A judge will ultimately decide if this can proceed as a class action, but attorney Jim Lea explained it fits the criteria. Specifically, there is commonality in the claims: former teacher Michael Kelly is the perpetrator against all of the victims they represent, there is a common general set of facts in that Kelly engaged in sexual activity with the victims, and there is a common class. The victims are all boys who were under the age of 18 at the time they were victimized.
Kelly pleaded guilty to 59 charges on June 25, including sexual exploitation of minor, indecent liberties with a student and indecent liberties with a child, and was sentenced to spend 17-31 years in prison for his crimes. Many of the crimes occurred on school grounds. Kelly was Teacher of the Year at Isaac Bear Early College High School. Before that, he taught science at Laney High School.

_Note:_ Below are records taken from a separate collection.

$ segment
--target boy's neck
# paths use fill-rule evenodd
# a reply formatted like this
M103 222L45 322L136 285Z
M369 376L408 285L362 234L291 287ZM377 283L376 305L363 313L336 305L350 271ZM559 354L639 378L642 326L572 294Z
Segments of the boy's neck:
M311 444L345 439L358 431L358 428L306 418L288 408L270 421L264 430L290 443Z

By pursuing this as a class action, Lea said it would enable all of Kelly’s victims, including those who have yet to come forward, to get compensation. If the judge does not allow them to proceed with a class action, the attorneys plan to list the victims anonymously on the lawsuit in John Doe format to protect their privacy.
The Lea/Schultz Law Firm and the Rhine Law Firm announced two weeks ago they were representing some of Kelly’s victims and exploring evidence for a possible civil suit against the school system. Since that time, they say more victims have come forward, and they anticipate additional victims will also sign on to the case before this proceeds to trial.
“We feel there’s been a real flaw in the school system over the last 15-20 years,” Lea said of the intent behind the suit. In addition to compensation for the victims, they hope to provide a remedy for the safety of other students moving forward, including training for school personnel on how to spot sexual predators.
The attorneys, who have children of their own in the NHCS system, also want to see major changes in the leadership at NHCS. One long-time school leader, Deputy Superintendent Rick Holliday, abruptly announced his retirement less than a week after Kelly’s guilty plea. A number of students and parents had come forward to say Holliday was aware of Kelly’s concerning behavior more than a decade before he was finally arrested, but did nothing.
“We think the current administration all need to go. All of them,” Lea added. He said he did not think the investigation being conducted by Brooks Pierce, a law firm hired by the school system, would be adequate. He noted that much of their investigation will occur behind closed doors, and that the law firm specializes in defending reputations and making issues “go away,” according to information on the firm’s website.
In a July 19 letter, the Rhine/Lea team asked several pointed questions to attorneys representing NHCS and the School Board about the nature of their role in this investigation. They asked if Brooks Pierce had an attorney-client relationship with NHCS with respect to the investigation, potentially protecting the disclosure of what they uncover. They asked if Brooks Pierce would be sharing their findings from the investigation with Tharrington Smith, another firm hired by the schools to represent them in claims that may be brought by Kelly’s sexual abuse victims. The Rhine/Lea team also asked if the information gathered by Brooks Pierce would be shared with the public.
In addition, the State Bureau of Investigation is conducting a criminal investigation into claims that school administrators knew about his behavior but failed to report it to law enforcement, as required by law for public employees. Kelly told investigators shortly after his arrest that the school looked into claims he had exposed himself to a student, but cleared him.
Attorneys discussed causes of action they plan to bring, hurdles they face and bills currently being considered in the state legislature that could impact the statute of limitations in this case at a 4 p.m. press conference Tuesday.
Under current law, some of Kelly’s earliest victims appear unable to seek civil remedies against NHCS because the crimes happened more than ten years ago.